Question for you - do you like great new music with a distinctive sound? Of course you do! Well, I recently heard a new singer songwriter, Vanessa Forero and really enjoyed her debut EP, From the Uproar. When listening to new singers, the temptation is to compare with someone you already know and a common comparison for female singer songwriters with a penchant for stripped back songs is Suzanne Vega. However, having listened a few times, I decided that that is just a lazy comparison to make; Vanessa Forero's music doesn't really remind me of anyone at all. From the five songs on the EP, I would say she has a pretty unique sound right now, mainly from the strong Latin sounds created with authentic Colombian instruments.
Although From the Uproar is Forero's debut EP, she is far from a music newbie, having been a prolific film and TV composer as well as playing keyboards in a band (Starling). So how does a self styled 'music monkey' came up with such a distinctive sound as heard on this EP? I recently interviewed Forero and asked how the idea came about and the turning point came when she entered a Beth Orton competition aimed at female composers. She was accepted and only then discovered that the competition was for female singer songwriters and that, horror of horrors for an out and out composer, that performing her own songs in front of others was part of the package. Luckily, Forero quickly found that singing her own songs was right for her and as the saying goes, never looked back. That was just last year and Forero has been using the time since then to make this EP, using the hundreds of songs she had written at the end of each film / TV project and adding the Colombian sound. Describing the process of creating her own sound after years of creating music to very tight briefs for other people, Forero says "doing imitations of different genres - brilliant training ground though it was - created a need for me to find my own personal musical voice. The whole process has been so beneficial, I feel that I found out who I really am." Hearing that from a lot of people might sound cheesy but I was struck by Forero's sincerity; she's clearly having the time of her life making her own music and it's obviously not an option not to carry on. Forero's response to whether or not there will be an album was "if I don't, I feel I might die!"

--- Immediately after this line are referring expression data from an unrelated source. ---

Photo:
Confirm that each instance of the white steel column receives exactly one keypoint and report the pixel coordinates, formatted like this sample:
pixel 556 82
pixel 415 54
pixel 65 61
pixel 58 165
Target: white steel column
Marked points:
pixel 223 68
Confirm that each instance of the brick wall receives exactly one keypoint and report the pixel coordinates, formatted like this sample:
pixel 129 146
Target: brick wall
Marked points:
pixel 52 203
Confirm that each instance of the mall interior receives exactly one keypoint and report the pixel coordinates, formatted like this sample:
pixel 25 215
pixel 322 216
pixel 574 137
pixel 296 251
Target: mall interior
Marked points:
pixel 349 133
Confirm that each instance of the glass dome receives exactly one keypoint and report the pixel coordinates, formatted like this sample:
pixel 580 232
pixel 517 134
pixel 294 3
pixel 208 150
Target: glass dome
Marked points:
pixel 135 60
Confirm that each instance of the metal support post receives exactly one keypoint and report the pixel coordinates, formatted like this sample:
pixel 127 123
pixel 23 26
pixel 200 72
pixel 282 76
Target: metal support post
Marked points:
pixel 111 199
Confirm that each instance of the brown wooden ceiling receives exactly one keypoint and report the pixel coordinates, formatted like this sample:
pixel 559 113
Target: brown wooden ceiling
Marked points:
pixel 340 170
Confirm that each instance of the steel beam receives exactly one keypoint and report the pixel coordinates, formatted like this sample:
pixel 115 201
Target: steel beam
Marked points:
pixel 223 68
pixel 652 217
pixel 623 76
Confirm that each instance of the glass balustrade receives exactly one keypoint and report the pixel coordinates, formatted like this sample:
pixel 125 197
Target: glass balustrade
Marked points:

All the songs were written before the idea of an EP was even thought of, with the exception of the fifth and final track, Anhela and they all sound as if the singer is breaking free of constraint, in this case, from the constraints of writing music for others. The strongest song for me is Same Boat in which Forero explores the idea of things happening at the right time and how sometimes, things almost happen but don't and maybe that's a good thing.
For me, the sign of a good song is when you find yourself singing along (or attempting to!) the first time you hear it and this was the song that did just that for me on the EP. The strong Latin sound was created using authentic instruments played by Forero herself and a couple of musicians from Leeds which forms the perfect backdrop to Forero's heritage, seeing as she is a Yorkshire lass and her mother originally hails from Colombia (that's a whole other story and can be found on vanessaforero.com).
The longer the interview went on, I increasingly felt inspired by Forero's attitude to her music. She is a long standing musician and composer but at the same time is also at the very beginnings of a brand new direction in her career. Having spent so much time writing music with a very defnite and defined purpose in mind, writing almost "without a purpose" made her look at everything in a new light: She says "we put ourselves in boxes but as humans we can do anything we want. Break your own box down and shock people." See what I mean? Inspiring.
From the Uproar by Vanessa Forero was released on 28 March on Magpie Records.